Come si evince dalla lettura del carteggio, l'officina libraria del "cartolaio" Vespasiano copre ogni aspetto della produzione del libro: dalla scelta dei materiali (carta, pergamena, inchiostri, colori, pelli, "chordovani") al formato del libro, dalla trascrizione alla realizzazione delle miniature, dalla legatura alla coperta. Assieme alla richiesta di copie manoscritte a Vespasiano ci si rivolge anche per conoscere dove siano certi codici, stabilirne la localizzazione, verificarne l'esistenza e la disponibilità sul mercato, risolvere complicati problemi bibliografici; non solo: si accettano proposte di acquisto da chi sicuramente possiede una fondata consapevolezza sullo stato della circolazione manoscritta.

La raccolta mostra anche l'interesse di Vespasiano per questioni di ordine politico e militare. Alcuni esponenti della famiglia Acciaiuoli tengono al corrente il libraio fiorentino circa l'andamento di vicende belliche: Piero Acciaiuoli gli comunica l'azione con cui Pio II sostenne Ferdinando I d'Aragona nella campagna contro Giovanni d'Angiò (lettera 22); Jacopo Acciauoli gli racconta della sua permanenza presso l'esercito aragonese (lettere 23 e 24); Ferdinando d'Aragona stesso (lettera 27, 28 e 29), tramite il suo segretario Antonello Petrucci d'Aversa, gli parla della lega istituita contro Venezia e lo stesso fa Vespasiano, con Alfonso, figlio di Ferdinando e duca di Calabria, comunicandogli "fatti d'arme" (lettera 30 e 37); a Pierfilippo Pandolfini Vespasiano parla di faccende militari (lettera 38) e, spostandosi al panorama della propria città, a Giovanni Pandolfini Vespasiano mostra, fra altre cose, tutto il suo sdegno contro Girolamo Savonarola (lettera 40).

La corrispondenza con il Manetti rivela il desiderio di conoscenza del libraio fiorentino a proposito di questioni teologico-filosofiche (lettera 6 e 7).
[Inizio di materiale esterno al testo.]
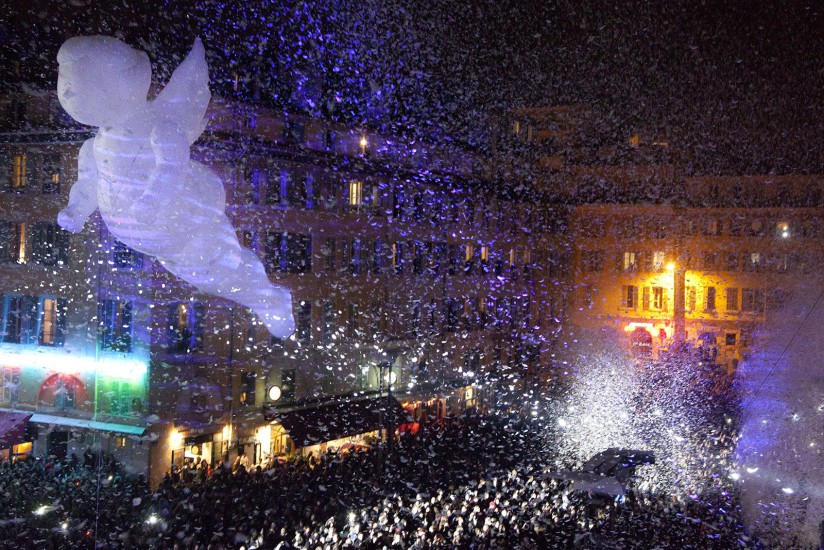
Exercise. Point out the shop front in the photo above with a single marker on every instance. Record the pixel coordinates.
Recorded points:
(16, 437)
(340, 424)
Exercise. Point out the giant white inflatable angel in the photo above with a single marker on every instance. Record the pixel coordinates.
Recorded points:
(137, 171)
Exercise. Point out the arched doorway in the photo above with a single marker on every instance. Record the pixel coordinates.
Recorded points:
(63, 391)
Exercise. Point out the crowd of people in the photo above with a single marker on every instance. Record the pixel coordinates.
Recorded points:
(477, 482)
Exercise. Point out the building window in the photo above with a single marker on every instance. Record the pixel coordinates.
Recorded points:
(65, 393)
(354, 256)
(629, 296)
(247, 388)
(712, 227)
(658, 298)
(50, 244)
(753, 262)
(12, 242)
(296, 192)
(752, 299)
(328, 251)
(115, 322)
(21, 173)
(355, 194)
(732, 299)
(711, 261)
(397, 258)
(303, 332)
(709, 304)
(120, 398)
(732, 261)
(19, 319)
(11, 385)
(353, 321)
(288, 252)
(328, 321)
(52, 321)
(126, 257)
(186, 327)
(287, 384)
(658, 260)
(689, 298)
(51, 174)
(450, 314)
(629, 262)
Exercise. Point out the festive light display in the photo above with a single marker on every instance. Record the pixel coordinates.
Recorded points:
(138, 173)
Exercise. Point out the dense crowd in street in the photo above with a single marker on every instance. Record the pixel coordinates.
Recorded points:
(479, 482)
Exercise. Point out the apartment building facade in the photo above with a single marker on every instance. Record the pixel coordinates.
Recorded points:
(407, 266)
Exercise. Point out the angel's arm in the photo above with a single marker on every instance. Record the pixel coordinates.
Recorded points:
(83, 194)
(171, 151)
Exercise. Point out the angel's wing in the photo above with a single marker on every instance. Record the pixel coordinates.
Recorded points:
(186, 96)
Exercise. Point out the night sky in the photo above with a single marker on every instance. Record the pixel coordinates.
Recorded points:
(736, 87)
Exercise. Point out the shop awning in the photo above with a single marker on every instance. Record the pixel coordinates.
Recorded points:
(339, 419)
(87, 424)
(12, 428)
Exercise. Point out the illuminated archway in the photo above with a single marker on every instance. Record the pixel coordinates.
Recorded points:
(63, 391)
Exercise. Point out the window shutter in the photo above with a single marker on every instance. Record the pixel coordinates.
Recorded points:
(197, 328)
(5, 172)
(60, 321)
(173, 334)
(29, 318)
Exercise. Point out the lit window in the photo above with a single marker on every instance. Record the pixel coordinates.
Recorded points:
(19, 174)
(21, 245)
(629, 296)
(10, 385)
(185, 327)
(658, 259)
(52, 322)
(657, 297)
(355, 193)
(115, 318)
(19, 322)
(629, 263)
(710, 299)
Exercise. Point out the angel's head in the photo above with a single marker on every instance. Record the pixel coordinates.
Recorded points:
(102, 80)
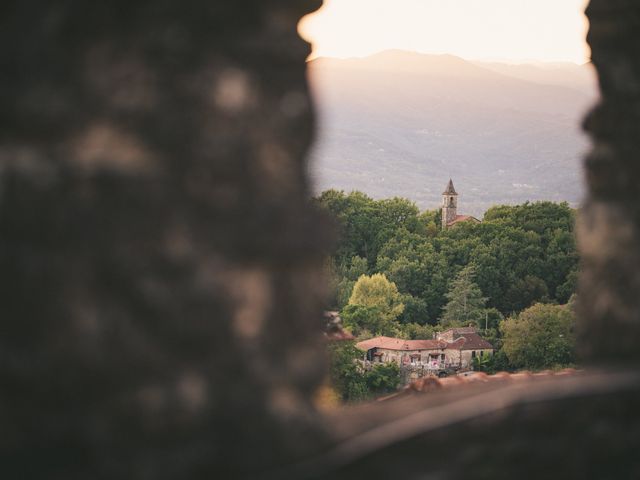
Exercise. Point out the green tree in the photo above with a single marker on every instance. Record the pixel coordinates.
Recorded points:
(361, 320)
(382, 378)
(378, 292)
(541, 336)
(346, 372)
(466, 305)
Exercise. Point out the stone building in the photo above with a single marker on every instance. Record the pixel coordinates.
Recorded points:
(450, 215)
(453, 348)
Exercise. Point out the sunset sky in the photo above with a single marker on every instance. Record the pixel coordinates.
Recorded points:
(511, 30)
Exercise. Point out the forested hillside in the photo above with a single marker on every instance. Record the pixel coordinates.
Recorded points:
(395, 272)
(506, 133)
(520, 254)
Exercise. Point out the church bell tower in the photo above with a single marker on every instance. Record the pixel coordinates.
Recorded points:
(449, 205)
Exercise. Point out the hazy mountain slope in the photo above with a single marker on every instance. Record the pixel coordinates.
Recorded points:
(400, 123)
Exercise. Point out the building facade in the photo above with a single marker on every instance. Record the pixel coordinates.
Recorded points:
(452, 349)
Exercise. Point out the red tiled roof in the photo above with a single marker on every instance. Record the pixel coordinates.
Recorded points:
(430, 383)
(472, 341)
(400, 344)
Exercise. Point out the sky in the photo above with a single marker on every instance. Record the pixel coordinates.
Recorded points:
(500, 30)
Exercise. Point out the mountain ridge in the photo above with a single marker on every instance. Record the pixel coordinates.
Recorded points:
(398, 124)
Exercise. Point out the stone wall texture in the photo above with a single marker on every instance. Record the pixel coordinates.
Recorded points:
(159, 260)
(160, 265)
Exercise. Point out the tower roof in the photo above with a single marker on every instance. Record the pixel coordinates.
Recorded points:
(450, 190)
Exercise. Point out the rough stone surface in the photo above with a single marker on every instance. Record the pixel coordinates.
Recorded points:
(609, 230)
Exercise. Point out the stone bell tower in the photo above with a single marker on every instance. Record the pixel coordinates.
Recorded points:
(449, 205)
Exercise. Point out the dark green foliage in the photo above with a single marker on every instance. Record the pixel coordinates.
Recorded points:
(345, 372)
(352, 381)
(474, 273)
(522, 254)
(466, 305)
(382, 378)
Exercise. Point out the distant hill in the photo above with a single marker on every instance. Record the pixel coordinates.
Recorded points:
(402, 123)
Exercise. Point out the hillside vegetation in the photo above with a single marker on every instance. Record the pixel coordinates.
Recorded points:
(506, 133)
(396, 272)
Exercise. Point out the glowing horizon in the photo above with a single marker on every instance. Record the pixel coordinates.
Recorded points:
(505, 30)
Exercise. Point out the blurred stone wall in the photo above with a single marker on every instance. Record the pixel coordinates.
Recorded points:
(159, 261)
(609, 232)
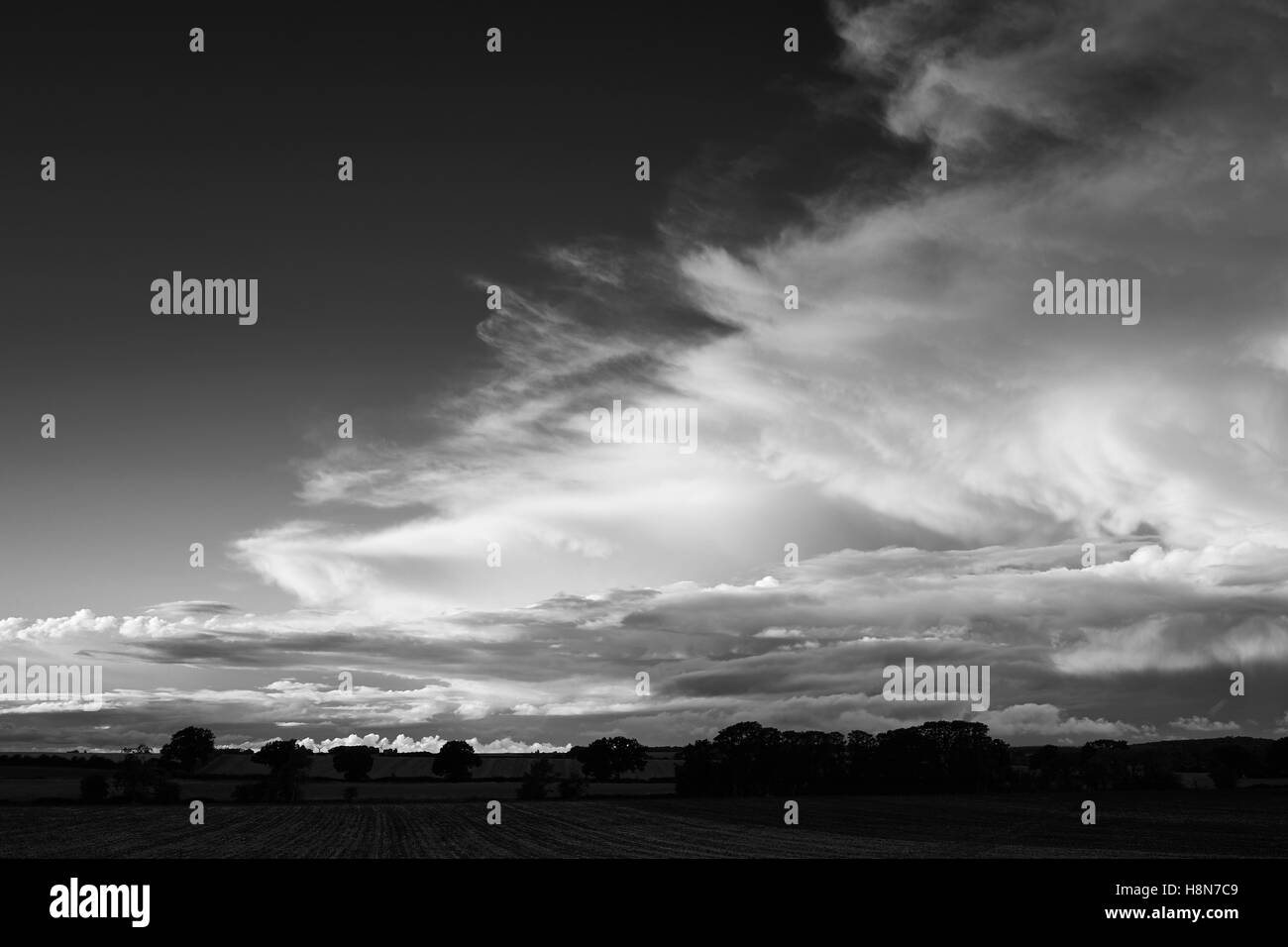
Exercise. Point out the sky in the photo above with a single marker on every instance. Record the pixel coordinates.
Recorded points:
(815, 427)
Non mancano attestazioni dell'esigenza di gestire i propri interessi economici e gli affari famigliari (lettera 34 del Mazinghi); del desiderio di diffondere e far conoscere la sua opera letteraria (le sue Vite inviate a Filippo Strozzi [lettera 39]); della pura e solida amicizia con alcuni dei suoi corrispondenti (lettera 1 ricevuta dall'Acciaiuoli e lettera 8 dal Manetti), che Vespasiano mostra di contraccambiare (il "compare carissimo" Leonardo da Colle [lettera 33 e 34]; l'invito a Pierfilippo Pandolfini a trascorrere un soggiorno all'Antella [lettera 42]).